Members of Western Australia (WA) Police are taking the state and its Chief Health Officer (CHO) to court over sweeping vaccine mandates that have forced a million workers—75 percent of the state’s workforce—to choose between getting a COVID-19 vaccine or their job.
The group commenced an application on Nov. 26 in the state’s supreme court seeking to strike down the CHO’s public health directives, which put in a place a deadline of Dec. 1 for all police staff to get vaccinated against the CCP (Chinese Communist Party) virus, which causes novel coronavirus.
Hotchkin Hanly Lawyers initiated the proceedings on behalf of Senior Constable Ben Falconer. However, the firm represents a total of 34 unvaccinated sworn and unsworn members and staff of WA Police.
But while some similar cases have failed in other states, Jordan McDonald—a representative of the group and former WA cop of 10 years who has chosen not to get a COVID-19 vaccine—said he believed the case had good grounds to succeed due to certain laws unique to WA.
“Our public health order is written differently to the New South Wales one, and there are certain criteria that the chief health officer here must meet and must satisfy that do not exist in the eastern states’ legislation,” McDonald told The Epoch Times on Nov. 29.
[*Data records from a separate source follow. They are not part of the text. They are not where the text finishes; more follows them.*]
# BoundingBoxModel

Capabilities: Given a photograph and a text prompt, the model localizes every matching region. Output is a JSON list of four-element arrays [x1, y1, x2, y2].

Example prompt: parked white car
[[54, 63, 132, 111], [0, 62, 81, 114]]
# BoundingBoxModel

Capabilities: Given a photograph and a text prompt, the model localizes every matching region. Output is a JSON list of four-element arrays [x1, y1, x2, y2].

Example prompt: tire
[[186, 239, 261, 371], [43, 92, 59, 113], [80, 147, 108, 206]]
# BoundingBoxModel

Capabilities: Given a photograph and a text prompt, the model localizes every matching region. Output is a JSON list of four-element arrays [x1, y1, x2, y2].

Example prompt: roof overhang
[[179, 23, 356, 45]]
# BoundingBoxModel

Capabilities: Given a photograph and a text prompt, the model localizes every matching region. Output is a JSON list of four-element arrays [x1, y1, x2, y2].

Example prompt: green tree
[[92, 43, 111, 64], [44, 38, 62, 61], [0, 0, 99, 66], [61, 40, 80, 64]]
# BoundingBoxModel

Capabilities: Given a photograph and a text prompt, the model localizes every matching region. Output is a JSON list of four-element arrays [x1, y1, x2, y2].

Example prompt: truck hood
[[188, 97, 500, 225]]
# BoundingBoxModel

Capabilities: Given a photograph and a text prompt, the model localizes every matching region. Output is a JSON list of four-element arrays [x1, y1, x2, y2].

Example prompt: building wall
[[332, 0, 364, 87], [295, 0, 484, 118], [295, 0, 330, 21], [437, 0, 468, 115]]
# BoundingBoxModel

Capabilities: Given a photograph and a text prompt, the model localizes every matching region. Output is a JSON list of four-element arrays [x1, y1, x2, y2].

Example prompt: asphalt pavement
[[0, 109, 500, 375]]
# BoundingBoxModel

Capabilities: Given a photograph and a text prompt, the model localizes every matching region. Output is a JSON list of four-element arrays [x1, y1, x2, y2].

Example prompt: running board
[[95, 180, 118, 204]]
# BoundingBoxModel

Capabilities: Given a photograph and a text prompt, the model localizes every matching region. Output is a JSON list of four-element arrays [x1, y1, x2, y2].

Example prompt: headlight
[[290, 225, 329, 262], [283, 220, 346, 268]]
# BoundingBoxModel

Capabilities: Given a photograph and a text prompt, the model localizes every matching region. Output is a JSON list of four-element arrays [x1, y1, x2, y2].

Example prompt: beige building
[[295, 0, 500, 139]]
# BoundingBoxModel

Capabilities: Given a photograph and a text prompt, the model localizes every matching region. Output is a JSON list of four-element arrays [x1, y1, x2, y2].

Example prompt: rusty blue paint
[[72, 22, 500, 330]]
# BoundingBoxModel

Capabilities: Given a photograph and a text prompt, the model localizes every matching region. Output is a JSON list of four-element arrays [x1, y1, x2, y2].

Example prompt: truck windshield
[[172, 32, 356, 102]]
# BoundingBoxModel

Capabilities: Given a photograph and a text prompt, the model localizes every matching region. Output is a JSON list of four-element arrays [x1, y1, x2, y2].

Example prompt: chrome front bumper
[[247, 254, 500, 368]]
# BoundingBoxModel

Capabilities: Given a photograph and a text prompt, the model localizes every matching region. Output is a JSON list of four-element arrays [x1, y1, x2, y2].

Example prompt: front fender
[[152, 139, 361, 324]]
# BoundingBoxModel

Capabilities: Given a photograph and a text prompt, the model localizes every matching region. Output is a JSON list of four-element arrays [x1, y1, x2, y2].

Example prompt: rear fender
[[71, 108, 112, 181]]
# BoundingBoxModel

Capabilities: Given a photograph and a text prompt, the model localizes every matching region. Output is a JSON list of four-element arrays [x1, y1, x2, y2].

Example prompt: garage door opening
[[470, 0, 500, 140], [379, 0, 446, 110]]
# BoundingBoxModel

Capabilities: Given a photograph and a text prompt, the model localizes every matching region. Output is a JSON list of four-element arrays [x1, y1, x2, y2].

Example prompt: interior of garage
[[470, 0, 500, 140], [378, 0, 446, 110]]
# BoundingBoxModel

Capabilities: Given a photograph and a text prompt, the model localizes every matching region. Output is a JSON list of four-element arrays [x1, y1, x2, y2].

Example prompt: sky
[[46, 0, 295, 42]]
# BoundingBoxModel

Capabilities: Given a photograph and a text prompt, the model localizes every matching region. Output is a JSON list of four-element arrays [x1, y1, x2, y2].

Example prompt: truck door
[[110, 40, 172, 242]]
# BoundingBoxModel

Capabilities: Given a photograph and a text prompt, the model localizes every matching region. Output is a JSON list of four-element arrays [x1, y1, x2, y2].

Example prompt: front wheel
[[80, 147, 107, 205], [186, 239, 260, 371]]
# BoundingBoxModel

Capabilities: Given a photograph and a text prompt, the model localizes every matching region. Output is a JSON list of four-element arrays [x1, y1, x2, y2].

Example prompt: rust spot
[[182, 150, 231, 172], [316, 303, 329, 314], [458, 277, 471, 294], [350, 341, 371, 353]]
Since October three separate appeals had been dismissed in New South Wales, including a veteran paramedic and a nurse. Additionally, a challenge in Tasmania, from health workers was unsuccessful. While in Queensland, police failed to overturn their own directives.
“In addition to that, our COVID environment, or lack thereof, is very different in WA compared to what was, and what is, happening over east,” McDonald said.
Parts of WA have been put in lockdown three times this year after recording a combined six cases of community transmission, with the state experiencing a total of 1,121 cases of COVID-19 leading to nine deaths.
McDonald said he knew of more than 30 WA Police staff that did not plan on getting vaccinated by the deadline. Speaking at the WA Police Union’s 85th Annual Conference, acting president Mike Kelly said that 150 officers were currently on leave and had not been vaccinated.
WA Police Minister Paul Papalia said he did not have confidence in the success of the legal challenge.
“I suspect it’s going to be unsuccessful,” Papalia said, ABC reported.
Papalia expressed disappointment following the actions of tens of thousands of West Australians who protested the state’s mandates on the streets, with small to large rallies taking place a total of 14 times since the start of October.
“The extent of some of the behaviours has been extraordinary,” Papalia said.
“What some people are doing in the face of this pandemic and measures that are being undertaken by government to keep everyone safe doesn’t surprise me.
However, McDonald said the completion of the legwork for the legal battle had opened up the challenge for other industries, particularly those within the United Service WA—a coalition of police, fire, ambulance, prisons, education, and health workers against vaccination mandates.
McDonald estimated that up to 6,000 fly-in-fly-out (FIFO) workers and over 2,000 health workers in WA did not agree with the mandate—groups that are currently in the early stages of launching their own legal actions against the state and its chief health officer.
But WA Premier Mark McGowan has warned that the vaccine mandate will remain for years to come.
“The mandates will stay in place,” McGowan told ABC radio, reported news.com.au.
“I can’t say what a future premier might do, but they’ll be in place for a very long time while I’m the premier.”
“This will be a situation that exists for a long period of time, so people need to go and get vaccinated.”
Western Australia has been criticised for its stringent lockdowns and vaccine mandates, with Deputy Prime Minister Barnaby Joyce comparing the state’s measures to North Korea.